A second call to dpll_pin_on_pin_unregister(..) would cause a call trace,
as it tries to use already released registration resources (due to fix
introduced in b446631f355e). In this scenario pin was registered twice,
so resources are not yet expected to be release until each registered
pin/pin pair is unregistered.
Currently, the following crash/call trace is produced when ice driver is
removed on the system with installed E810T NIC which includes dpll device:
WARNING: CPU: 51 PID: 9155 at drivers/dpll/dpll_core.c:809 dpll_pin_ops+0x20/0x30
RIP: 0010:dpll_pin_ops+0x20/0x30
Call Trace:
? __warn+0x7f/0x130
? dpll_pin_ops+0x20/0x30
dpll_msg_add_pin_freq+0x37/0x1d0
dpll_cmd_pin_get_one+0x1c0/0x400
? __nlmsg_put+0x63/0x80
dpll_pin_event_send+0x93/0x140
dpll_pin_on_pin_unregister+0x3f/0x100
ice_dpll_deinit_pins+0xa1/0x230 [ice]
ice_remove+0xf1/0x210 [ice]
Fix by adding a parent pointer as a cookie when creating a registration,
also when searching for it. For the regular pins pass NULL, this allows to
create separated registration for each parent the pin is registered with.
Fixes: b446631f355e ("dpll: fix dpll_xa_ref_*_del() for multiple registrations")
Signed-off-by: Arkadiusz Kubalewski <arkadiusz.kubalewski@xxxxxxxxx>
Reviewed-by: Jiri Pirko <jiri@xxxxxxxxxx>
Link: https://lore.kernel.org/r/20240424101636.1491424-1-arkadiusz.kubalewski@xxxxxxxxx
Signed-off-by: Jakub Kicinski <kuba@xxxxxxxxxx>
Signed-off-by: Sasha Levin <sashal@xxxxxxxxxx>
diff --git a/drivers/dpll/dpll_core.c b/drivers/dpll/dpll_core.c
index 3e6282937e35c..a6856730ca90f 100644
--- a/drivers/dpll/dpll_core.c
+++ b/drivers/dpll/dpll_core.c
@@ -42,6 +42,7 @@ struct dpll_pin_registration {
struct list_head list;
const struct dpll_pin_ops *ops;
void *priv;
+ void *cookie;
};
struct dpll_device *dpll_device_get_by_id(int id)

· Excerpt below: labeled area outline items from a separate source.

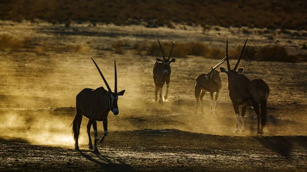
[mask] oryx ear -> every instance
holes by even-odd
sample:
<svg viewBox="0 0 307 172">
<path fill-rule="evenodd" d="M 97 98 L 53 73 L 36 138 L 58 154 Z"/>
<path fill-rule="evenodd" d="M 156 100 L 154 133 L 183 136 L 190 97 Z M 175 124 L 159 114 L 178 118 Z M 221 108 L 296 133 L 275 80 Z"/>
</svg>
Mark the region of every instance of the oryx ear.
<svg viewBox="0 0 307 172">
<path fill-rule="evenodd" d="M 161 62 L 162 62 L 163 61 L 163 60 L 161 60 L 161 59 L 160 59 L 159 58 L 156 59 L 156 60 L 157 60 L 157 62 L 160 62 L 160 63 L 161 63 Z"/>
<path fill-rule="evenodd" d="M 213 68 L 211 67 L 211 69 L 210 71 L 210 74 L 209 75 L 209 78 L 210 78 L 210 79 L 212 78 L 212 77 L 213 77 L 213 72 L 214 72 Z"/>
<path fill-rule="evenodd" d="M 221 67 L 220 68 L 220 69 L 221 70 L 221 72 L 222 73 L 225 73 L 227 74 L 227 72 L 228 72 L 227 70 L 226 70 L 226 69 L 225 69 L 225 68 L 224 68 L 223 67 Z"/>
<path fill-rule="evenodd" d="M 237 70 L 237 73 L 243 73 L 243 68 L 241 67 Z"/>
<path fill-rule="evenodd" d="M 171 63 L 173 63 L 176 61 L 176 58 L 171 58 L 171 60 L 170 60 Z"/>
<path fill-rule="evenodd" d="M 121 91 L 117 93 L 117 95 L 123 95 L 125 93 L 125 90 L 121 90 Z"/>
</svg>

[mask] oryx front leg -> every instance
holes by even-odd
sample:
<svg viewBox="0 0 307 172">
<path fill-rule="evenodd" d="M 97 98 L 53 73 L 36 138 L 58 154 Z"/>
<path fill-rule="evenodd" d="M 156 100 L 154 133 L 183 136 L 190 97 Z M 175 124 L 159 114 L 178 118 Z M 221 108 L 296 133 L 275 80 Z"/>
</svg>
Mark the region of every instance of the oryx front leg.
<svg viewBox="0 0 307 172">
<path fill-rule="evenodd" d="M 102 124 L 103 125 L 103 129 L 104 130 L 104 133 L 103 133 L 103 136 L 101 137 L 100 139 L 100 143 L 103 141 L 104 138 L 107 135 L 108 132 L 107 131 L 107 118 L 105 118 L 105 119 L 102 119 Z"/>
<path fill-rule="evenodd" d="M 236 122 L 236 128 L 233 132 L 233 133 L 237 133 L 239 132 L 239 106 L 237 104 L 233 104 L 234 112 L 235 113 L 235 120 Z"/>
<path fill-rule="evenodd" d="M 220 92 L 216 92 L 215 93 L 215 100 L 214 100 L 214 106 L 213 107 L 213 114 L 216 114 L 216 101 L 217 101 L 217 98 L 218 97 L 218 94 Z"/>
<path fill-rule="evenodd" d="M 159 88 L 160 89 L 160 95 L 159 97 L 159 102 L 161 103 L 163 102 L 163 99 L 162 98 L 162 87 L 160 86 Z"/>
<path fill-rule="evenodd" d="M 169 81 L 166 81 L 166 92 L 164 95 L 164 101 L 167 99 L 167 93 L 168 92 L 168 87 L 169 87 Z"/>
<path fill-rule="evenodd" d="M 202 90 L 201 96 L 200 97 L 200 99 L 201 99 L 201 109 L 202 110 L 202 112 L 204 112 L 204 111 L 203 111 L 203 98 L 204 97 L 204 96 L 205 95 L 205 93 L 206 91 Z"/>
</svg>

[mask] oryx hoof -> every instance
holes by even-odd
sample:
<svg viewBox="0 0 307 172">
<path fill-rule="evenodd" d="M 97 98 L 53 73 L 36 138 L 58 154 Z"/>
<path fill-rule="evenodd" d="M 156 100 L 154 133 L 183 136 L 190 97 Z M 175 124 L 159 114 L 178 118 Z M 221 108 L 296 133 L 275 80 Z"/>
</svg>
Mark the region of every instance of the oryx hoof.
<svg viewBox="0 0 307 172">
<path fill-rule="evenodd" d="M 79 146 L 78 145 L 75 145 L 75 150 L 77 151 L 80 151 L 80 149 L 79 149 Z"/>
<path fill-rule="evenodd" d="M 93 150 L 93 145 L 92 143 L 89 143 L 89 149 L 91 150 Z"/>
<path fill-rule="evenodd" d="M 94 146 L 94 150 L 93 150 L 93 153 L 94 154 L 97 154 L 99 153 L 99 152 L 98 151 L 98 149 L 97 148 L 97 146 Z"/>
<path fill-rule="evenodd" d="M 256 133 L 256 135 L 262 136 L 264 135 L 264 132 L 261 131 L 257 131 L 257 133 Z"/>
<path fill-rule="evenodd" d="M 233 131 L 233 134 L 238 134 L 239 132 L 239 129 L 237 128 L 236 129 L 235 129 L 235 130 L 234 131 Z"/>
<path fill-rule="evenodd" d="M 105 136 L 102 136 L 102 137 L 101 137 L 101 139 L 100 139 L 100 143 L 102 142 L 102 141 L 103 141 L 103 140 L 104 140 L 104 138 L 105 137 Z"/>
</svg>

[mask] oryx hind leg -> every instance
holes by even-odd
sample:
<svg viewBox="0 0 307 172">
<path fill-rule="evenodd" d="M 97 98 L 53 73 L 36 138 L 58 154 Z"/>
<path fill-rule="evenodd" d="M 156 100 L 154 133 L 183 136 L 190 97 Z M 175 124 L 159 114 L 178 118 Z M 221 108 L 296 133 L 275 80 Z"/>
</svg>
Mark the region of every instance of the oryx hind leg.
<svg viewBox="0 0 307 172">
<path fill-rule="evenodd" d="M 169 87 L 169 81 L 166 81 L 166 92 L 165 95 L 164 95 L 164 101 L 167 100 L 167 93 L 168 93 L 168 87 Z"/>
<path fill-rule="evenodd" d="M 203 98 L 206 93 L 206 91 L 202 90 L 202 93 L 201 93 L 201 96 L 200 96 L 200 99 L 201 100 L 201 110 L 202 110 L 202 112 L 203 112 Z"/>
<path fill-rule="evenodd" d="M 78 139 L 79 139 L 79 135 L 80 134 L 80 127 L 82 117 L 83 114 L 82 114 L 81 109 L 77 108 L 77 114 L 73 121 L 73 133 L 75 139 L 75 150 L 77 151 L 79 150 Z"/>
<path fill-rule="evenodd" d="M 196 99 L 196 104 L 195 107 L 196 109 L 197 110 L 197 105 L 198 104 L 198 101 L 200 99 L 200 95 L 201 95 L 201 92 L 202 91 L 202 89 L 200 87 L 197 86 L 196 85 L 195 85 L 194 87 L 195 92 L 194 93 L 194 95 L 195 95 L 195 99 Z"/>
<path fill-rule="evenodd" d="M 91 138 L 91 127 L 93 124 L 93 119 L 89 119 L 89 122 L 86 126 L 86 131 L 89 136 L 89 149 L 93 150 L 93 143 L 92 142 L 92 138 Z"/>
<path fill-rule="evenodd" d="M 93 150 L 94 152 L 98 151 L 97 148 L 97 136 L 98 136 L 98 131 L 97 131 L 97 122 L 96 120 L 93 119 L 93 129 L 94 130 L 94 149 Z"/>
<path fill-rule="evenodd" d="M 212 115 L 213 111 L 215 111 L 214 110 L 213 110 L 212 108 L 213 107 L 213 104 L 214 103 L 214 100 L 213 100 L 213 92 L 210 92 L 210 96 L 211 97 L 211 101 L 210 101 L 210 114 Z"/>
<path fill-rule="evenodd" d="M 235 130 L 233 132 L 233 133 L 237 133 L 239 131 L 239 105 L 238 104 L 233 104 L 233 109 L 234 110 L 234 112 L 235 113 L 235 120 L 236 122 L 236 128 Z"/>
<path fill-rule="evenodd" d="M 244 121 L 244 115 L 245 115 L 245 112 L 246 111 L 246 103 L 242 105 L 242 114 L 241 114 L 241 120 L 242 120 L 242 129 L 241 129 L 241 132 L 246 132 L 245 131 L 245 125 Z"/>
<path fill-rule="evenodd" d="M 259 111 L 259 104 L 254 101 L 252 101 L 252 102 L 253 103 L 254 110 L 256 113 L 256 115 L 257 115 L 257 133 L 256 133 L 256 134 L 257 135 L 262 135 L 263 133 L 262 132 L 262 126 L 260 126 L 261 114 L 260 113 L 260 111 Z"/>
</svg>

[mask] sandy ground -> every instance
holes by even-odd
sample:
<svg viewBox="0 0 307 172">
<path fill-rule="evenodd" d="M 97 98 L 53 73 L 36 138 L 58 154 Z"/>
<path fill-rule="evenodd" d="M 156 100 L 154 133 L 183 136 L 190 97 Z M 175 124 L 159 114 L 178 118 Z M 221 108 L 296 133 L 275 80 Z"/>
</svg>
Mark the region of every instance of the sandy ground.
<svg viewBox="0 0 307 172">
<path fill-rule="evenodd" d="M 220 35 L 216 31 L 204 34 L 194 28 L 184 30 L 76 25 L 66 29 L 44 23 L 1 24 L 2 33 L 34 38 L 32 46 L 35 48 L 42 42 L 62 45 L 88 42 L 91 48 L 78 53 L 0 52 L 0 170 L 307 169 L 306 63 L 242 61 L 239 67 L 244 67 L 248 78 L 261 78 L 270 86 L 268 121 L 265 136 L 255 137 L 256 118 L 249 108 L 247 133 L 234 135 L 235 115 L 224 74 L 221 74 L 223 87 L 217 114 L 210 115 L 209 94 L 204 97 L 204 113 L 195 110 L 195 78 L 208 72 L 218 60 L 177 58 L 171 64 L 169 99 L 159 104 L 154 101 L 152 78 L 156 57 L 136 55 L 133 50 L 116 54 L 110 48 L 118 39 L 154 41 L 157 38 L 207 41 L 216 46 L 224 46 L 228 38 L 237 46 L 247 35 L 231 34 L 233 30 L 227 30 L 218 31 Z M 284 42 L 290 51 L 306 53 L 296 46 L 305 38 L 295 37 L 279 35 L 275 39 Z M 249 37 L 254 44 L 274 43 L 261 35 Z M 288 43 L 289 39 L 292 43 Z M 126 90 L 119 100 L 119 115 L 109 115 L 109 133 L 98 145 L 99 154 L 87 148 L 86 118 L 81 128 L 80 152 L 73 150 L 69 128 L 75 115 L 77 94 L 84 88 L 104 86 L 90 58 L 100 66 L 111 88 L 116 58 L 118 89 Z M 231 60 L 231 65 L 235 62 Z M 99 136 L 103 130 L 100 123 Z"/>
</svg>

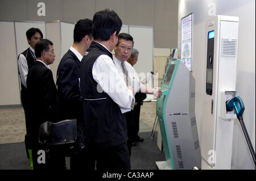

@@ -54,12 +55,14 @@ struct dpll_device *dpll_device_get_by_id(int id)
static struct dpll_pin_registration *
dpll_pin_registration_find(struct dpll_pin_ref *ref,
- const struct dpll_pin_ops *ops, void *priv)
+ const struct dpll_pin_ops *ops, void *priv,
+ void *cookie)
{
struct dpll_pin_registration *reg;
list_for_each_entry(reg, &ref->registration_list, list) {
- if (reg->ops == ops && reg->priv == priv)
+ if (reg->ops == ops && reg->priv == priv &&
+ reg->cookie == cookie)
return reg;
}
return NULL;
@@ -67,7 +70,8 @@ dpll_pin_registration_find(struct dpll_pin_ref *ref,
static int
dpll_xa_ref_pin_add(struct xarray *xa_pins, struct dpll_pin *pin,
- const struct dpll_pin_ops *ops, void *priv)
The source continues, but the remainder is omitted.